Les parquets ont isolé 970 dossiers considérés comme prioritaires. Ils concernent des victimes toujours mineures et des personnes déjà connues de la justice. Gérald Darmanin a affirmé que ces procédures seraient traitées « dans les prochaines semaines ».

Depuis le lancement de l’opération, 1 350 informations judiciaires ont été ouvertes pour des crimes et délits sexuels sur mineurs. Le ministère annonce également le placement en détention de 675 personnes mises en cause.

Le garde des Sceaux s’est félicité du « travail considérable » accompli par les magistrats, les greffiers et les enquêteurs.

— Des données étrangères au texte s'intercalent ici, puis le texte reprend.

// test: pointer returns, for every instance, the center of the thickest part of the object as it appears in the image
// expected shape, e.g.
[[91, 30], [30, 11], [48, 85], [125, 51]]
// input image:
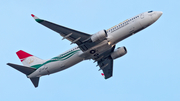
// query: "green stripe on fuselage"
[[59, 58]]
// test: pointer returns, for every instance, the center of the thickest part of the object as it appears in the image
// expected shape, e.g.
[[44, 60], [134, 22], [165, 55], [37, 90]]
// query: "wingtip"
[[33, 15], [36, 18]]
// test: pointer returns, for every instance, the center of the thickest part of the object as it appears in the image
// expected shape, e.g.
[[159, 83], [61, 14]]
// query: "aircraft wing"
[[106, 63], [74, 36]]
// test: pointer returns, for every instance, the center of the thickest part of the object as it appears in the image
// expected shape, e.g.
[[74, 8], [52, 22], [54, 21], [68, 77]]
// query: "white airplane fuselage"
[[114, 35]]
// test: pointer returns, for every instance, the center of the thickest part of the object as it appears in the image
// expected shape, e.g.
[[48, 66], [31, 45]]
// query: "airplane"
[[99, 47]]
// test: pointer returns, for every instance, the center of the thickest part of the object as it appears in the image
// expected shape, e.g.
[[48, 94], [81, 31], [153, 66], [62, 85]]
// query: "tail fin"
[[28, 59]]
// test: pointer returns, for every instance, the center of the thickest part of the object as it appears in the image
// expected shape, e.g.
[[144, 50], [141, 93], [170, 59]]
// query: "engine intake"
[[119, 52], [101, 35]]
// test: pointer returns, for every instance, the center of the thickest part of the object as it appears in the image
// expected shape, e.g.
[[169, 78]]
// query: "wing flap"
[[23, 69], [67, 33]]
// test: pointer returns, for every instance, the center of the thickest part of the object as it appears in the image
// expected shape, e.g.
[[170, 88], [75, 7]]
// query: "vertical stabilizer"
[[28, 59]]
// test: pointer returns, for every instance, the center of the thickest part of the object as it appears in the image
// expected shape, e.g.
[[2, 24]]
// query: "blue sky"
[[148, 72]]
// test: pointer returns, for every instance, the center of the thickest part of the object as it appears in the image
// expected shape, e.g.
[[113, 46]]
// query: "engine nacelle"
[[101, 35], [119, 52]]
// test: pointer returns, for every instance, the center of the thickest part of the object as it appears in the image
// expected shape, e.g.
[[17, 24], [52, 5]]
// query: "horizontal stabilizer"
[[35, 81], [24, 69]]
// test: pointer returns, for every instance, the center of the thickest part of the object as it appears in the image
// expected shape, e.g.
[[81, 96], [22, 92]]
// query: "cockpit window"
[[150, 11]]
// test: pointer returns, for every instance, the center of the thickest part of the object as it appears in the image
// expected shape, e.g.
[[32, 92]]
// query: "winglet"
[[36, 18], [103, 75]]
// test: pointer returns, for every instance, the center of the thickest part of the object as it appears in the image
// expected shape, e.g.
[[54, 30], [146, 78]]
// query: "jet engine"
[[101, 35], [119, 52]]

Pour les familles qui attendent depuis des mois, parfois depuis plusieurs années, la réouverture d’une procédure ne constitue toutefois qu’une première étape.



Jacques Thomet compare les incarcérations au nombre de plaintes

Dans un message publié sur Facebook, Jacques Thomet parle d’un « cuisant échec pour le garde des Sceaux ». L’ancien journaliste de l’AFP rapporte les 675 incarcérations aux quelque 85 000 plaintes recensées et obtient un ratio de 0,8 %.

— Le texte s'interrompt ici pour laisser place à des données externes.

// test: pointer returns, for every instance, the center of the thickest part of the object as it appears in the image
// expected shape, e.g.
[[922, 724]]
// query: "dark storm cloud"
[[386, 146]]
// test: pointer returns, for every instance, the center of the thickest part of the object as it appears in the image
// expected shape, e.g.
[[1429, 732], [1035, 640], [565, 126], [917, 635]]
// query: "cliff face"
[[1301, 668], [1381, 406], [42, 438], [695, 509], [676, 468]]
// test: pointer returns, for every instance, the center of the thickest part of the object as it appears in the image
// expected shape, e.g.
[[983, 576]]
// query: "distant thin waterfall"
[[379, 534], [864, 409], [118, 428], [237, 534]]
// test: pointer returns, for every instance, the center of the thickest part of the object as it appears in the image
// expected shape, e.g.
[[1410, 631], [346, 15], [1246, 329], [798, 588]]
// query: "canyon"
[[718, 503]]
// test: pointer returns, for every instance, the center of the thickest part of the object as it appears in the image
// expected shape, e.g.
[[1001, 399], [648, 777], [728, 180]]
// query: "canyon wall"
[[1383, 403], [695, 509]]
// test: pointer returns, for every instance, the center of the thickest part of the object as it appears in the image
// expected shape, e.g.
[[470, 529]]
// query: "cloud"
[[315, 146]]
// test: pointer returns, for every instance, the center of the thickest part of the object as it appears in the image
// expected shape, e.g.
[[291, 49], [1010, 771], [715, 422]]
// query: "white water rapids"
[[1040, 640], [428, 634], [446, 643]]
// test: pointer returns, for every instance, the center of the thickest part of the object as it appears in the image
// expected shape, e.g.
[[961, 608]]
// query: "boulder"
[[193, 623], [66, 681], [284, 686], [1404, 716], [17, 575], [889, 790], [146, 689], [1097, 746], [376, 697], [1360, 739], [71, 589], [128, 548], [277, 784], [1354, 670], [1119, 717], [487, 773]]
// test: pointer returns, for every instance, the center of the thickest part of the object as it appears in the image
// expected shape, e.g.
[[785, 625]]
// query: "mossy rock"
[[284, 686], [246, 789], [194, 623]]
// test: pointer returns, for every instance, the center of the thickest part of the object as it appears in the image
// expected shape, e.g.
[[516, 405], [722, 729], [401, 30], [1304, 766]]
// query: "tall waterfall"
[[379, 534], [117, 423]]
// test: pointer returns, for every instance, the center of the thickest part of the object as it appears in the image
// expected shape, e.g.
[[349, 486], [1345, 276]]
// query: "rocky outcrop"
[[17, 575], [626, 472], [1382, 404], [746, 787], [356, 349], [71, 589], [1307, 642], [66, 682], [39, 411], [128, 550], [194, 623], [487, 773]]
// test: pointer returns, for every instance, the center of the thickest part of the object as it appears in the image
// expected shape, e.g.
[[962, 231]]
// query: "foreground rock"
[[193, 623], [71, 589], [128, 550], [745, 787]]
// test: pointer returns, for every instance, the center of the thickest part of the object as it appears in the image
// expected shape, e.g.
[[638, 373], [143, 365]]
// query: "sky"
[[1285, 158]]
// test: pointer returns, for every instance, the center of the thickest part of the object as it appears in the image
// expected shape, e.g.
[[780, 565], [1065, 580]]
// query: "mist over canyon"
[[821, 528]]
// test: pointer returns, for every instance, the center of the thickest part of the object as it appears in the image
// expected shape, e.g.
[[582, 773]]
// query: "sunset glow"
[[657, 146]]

« Seules 675 ont provoqué l’incarcération des auteurs pour délit ou crime de nature sexuelle, soit 0,8 %. »

Ce calcul exprime l’écart entre le volume des plaintes et le nombre de placements en détention annoncés. Il ne correspond pas à proprement parler à un taux de résolution judiciaire : les 85 047 représentent des plaintes, tandis que les 675 désignent des personnes incarcérées. Plusieurs plaintes peuvent concerner le même suspect et une incarcération ne vaut pas condamnation définitive.

Publicité

La critique de Jacques Thomet porte surtout sur les conséquences concrètes pour les victimes. Il affirme qu’aucun des 23 dossiers qu’il avait personnellement adressés au ministre n’a été résolu. Il regrette également l’absence de données sur le nombre d’enfants réellement mis à l’abri, retirés de la garde d’une personne dangereuse ou sortis d’un placement contesté.

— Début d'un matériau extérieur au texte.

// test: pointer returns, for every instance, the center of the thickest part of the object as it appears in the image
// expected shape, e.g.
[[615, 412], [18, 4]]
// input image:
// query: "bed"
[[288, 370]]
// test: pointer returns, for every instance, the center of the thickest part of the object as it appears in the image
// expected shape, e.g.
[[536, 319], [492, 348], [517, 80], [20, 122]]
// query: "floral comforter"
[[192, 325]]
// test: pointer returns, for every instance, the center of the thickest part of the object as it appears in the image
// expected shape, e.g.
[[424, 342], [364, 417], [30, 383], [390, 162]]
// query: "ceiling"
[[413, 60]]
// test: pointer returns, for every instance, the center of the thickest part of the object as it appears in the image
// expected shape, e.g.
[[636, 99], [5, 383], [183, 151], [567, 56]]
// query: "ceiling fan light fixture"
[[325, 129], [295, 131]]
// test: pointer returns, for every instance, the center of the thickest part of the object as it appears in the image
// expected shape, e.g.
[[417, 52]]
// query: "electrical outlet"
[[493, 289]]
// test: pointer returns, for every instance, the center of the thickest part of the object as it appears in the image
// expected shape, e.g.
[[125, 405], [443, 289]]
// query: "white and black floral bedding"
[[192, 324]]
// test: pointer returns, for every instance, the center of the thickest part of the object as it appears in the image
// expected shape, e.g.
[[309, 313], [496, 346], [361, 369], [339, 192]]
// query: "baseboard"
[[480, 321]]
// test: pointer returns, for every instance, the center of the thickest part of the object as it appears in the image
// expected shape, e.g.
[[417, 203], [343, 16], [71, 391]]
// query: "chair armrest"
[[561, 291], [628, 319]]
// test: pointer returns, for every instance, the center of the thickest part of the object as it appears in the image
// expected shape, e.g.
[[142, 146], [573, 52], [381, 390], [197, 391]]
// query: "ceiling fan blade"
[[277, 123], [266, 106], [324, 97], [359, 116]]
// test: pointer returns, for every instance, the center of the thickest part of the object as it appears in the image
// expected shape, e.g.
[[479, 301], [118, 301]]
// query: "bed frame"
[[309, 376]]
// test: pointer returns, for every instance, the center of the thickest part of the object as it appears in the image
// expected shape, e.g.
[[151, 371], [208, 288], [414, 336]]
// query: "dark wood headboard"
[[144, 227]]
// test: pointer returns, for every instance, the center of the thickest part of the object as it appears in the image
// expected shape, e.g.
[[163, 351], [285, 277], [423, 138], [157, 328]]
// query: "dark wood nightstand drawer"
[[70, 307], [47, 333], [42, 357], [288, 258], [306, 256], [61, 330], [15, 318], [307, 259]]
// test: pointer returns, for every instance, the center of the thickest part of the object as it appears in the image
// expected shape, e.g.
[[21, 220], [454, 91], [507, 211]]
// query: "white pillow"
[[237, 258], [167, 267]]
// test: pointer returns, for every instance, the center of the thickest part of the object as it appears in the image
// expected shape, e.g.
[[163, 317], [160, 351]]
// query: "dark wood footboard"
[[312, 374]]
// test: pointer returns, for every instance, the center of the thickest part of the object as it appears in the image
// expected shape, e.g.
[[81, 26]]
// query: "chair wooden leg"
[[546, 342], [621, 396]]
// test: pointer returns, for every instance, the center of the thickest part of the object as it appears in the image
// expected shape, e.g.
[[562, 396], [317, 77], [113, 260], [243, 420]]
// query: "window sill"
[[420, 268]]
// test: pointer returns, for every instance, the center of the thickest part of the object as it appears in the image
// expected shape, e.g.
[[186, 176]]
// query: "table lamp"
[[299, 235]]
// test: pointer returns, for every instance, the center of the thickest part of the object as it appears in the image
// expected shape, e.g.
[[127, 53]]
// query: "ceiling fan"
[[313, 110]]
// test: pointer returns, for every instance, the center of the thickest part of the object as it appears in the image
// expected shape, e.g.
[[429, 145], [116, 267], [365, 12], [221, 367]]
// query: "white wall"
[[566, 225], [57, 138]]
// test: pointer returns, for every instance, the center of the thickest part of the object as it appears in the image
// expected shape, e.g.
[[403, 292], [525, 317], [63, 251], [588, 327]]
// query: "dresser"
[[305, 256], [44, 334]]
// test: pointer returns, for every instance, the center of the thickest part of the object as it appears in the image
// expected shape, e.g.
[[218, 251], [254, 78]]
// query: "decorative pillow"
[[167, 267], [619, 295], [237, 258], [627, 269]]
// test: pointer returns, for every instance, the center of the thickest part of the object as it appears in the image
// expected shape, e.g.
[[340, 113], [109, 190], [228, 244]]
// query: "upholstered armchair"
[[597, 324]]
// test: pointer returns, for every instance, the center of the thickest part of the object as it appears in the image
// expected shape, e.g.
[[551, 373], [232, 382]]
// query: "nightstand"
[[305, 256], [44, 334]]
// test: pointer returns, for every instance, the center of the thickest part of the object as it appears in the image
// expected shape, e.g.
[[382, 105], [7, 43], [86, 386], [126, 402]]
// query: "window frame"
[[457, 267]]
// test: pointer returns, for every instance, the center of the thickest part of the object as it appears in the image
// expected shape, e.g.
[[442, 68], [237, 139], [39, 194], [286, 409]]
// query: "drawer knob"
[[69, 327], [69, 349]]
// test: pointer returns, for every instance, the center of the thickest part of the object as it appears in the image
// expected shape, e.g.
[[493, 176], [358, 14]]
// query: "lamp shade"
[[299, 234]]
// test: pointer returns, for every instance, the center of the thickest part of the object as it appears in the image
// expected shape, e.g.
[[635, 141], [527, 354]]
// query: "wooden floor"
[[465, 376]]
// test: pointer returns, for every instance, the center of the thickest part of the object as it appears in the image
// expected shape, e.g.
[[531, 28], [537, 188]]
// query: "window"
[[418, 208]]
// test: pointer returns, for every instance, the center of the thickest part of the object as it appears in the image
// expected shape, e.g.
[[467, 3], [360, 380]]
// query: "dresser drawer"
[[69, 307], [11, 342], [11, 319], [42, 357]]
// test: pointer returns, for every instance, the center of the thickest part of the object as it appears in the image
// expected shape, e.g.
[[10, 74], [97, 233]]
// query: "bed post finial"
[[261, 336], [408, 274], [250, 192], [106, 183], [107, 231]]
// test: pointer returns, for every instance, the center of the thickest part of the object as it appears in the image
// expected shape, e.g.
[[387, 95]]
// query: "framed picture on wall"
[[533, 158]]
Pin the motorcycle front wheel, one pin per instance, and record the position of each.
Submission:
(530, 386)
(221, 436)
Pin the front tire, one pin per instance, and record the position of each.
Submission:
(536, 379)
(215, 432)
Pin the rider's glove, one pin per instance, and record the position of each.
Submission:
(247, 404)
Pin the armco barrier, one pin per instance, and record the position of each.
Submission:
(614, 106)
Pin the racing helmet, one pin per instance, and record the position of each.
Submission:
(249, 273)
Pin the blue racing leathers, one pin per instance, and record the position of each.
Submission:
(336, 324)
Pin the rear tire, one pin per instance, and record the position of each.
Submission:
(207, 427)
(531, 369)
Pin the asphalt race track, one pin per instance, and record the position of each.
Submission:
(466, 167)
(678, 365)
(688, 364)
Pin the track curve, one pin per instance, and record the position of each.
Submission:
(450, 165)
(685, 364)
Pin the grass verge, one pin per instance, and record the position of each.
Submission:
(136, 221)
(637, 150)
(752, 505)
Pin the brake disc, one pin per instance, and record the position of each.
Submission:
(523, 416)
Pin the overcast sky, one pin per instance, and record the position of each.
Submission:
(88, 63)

Le recensement national permet de mesurer l’ampleur du stock judiciaire. Il ne précise pas encore combien de victimes ont obtenu une mesure de protection immédiate, combien de suspects seront jugés ni combien de procédures aboutiront à une condamnation.

Le sort des enfants confiés à l’ASE absent du bilan

Jacques Thomet reproche aussi au gouvernement de ne rien annoncer sur les enfants placés auprès de l’Aide sociale à l’enfance.

Dans un précédent entretien accordé au Média en 4-4-2, Jacques Thomet estimait qu’au moins 80 000 des quelque 150 000 enfants accueillis en foyer ou en famille d’accueil n’auraient rien à y faire et devraient être rendus à leur parent protecteur. Il se référait notamment aux travaux de l’ancien inspecteur général des affaires sociales Pierre Naves.. Ces estimations ne constituent pas un décompte de placements déclarés illégaux par les tribunaux. Elles résument les accusations qu’il développe depuis plusieurs années à partir des dossiers de familles qu’il accompagne.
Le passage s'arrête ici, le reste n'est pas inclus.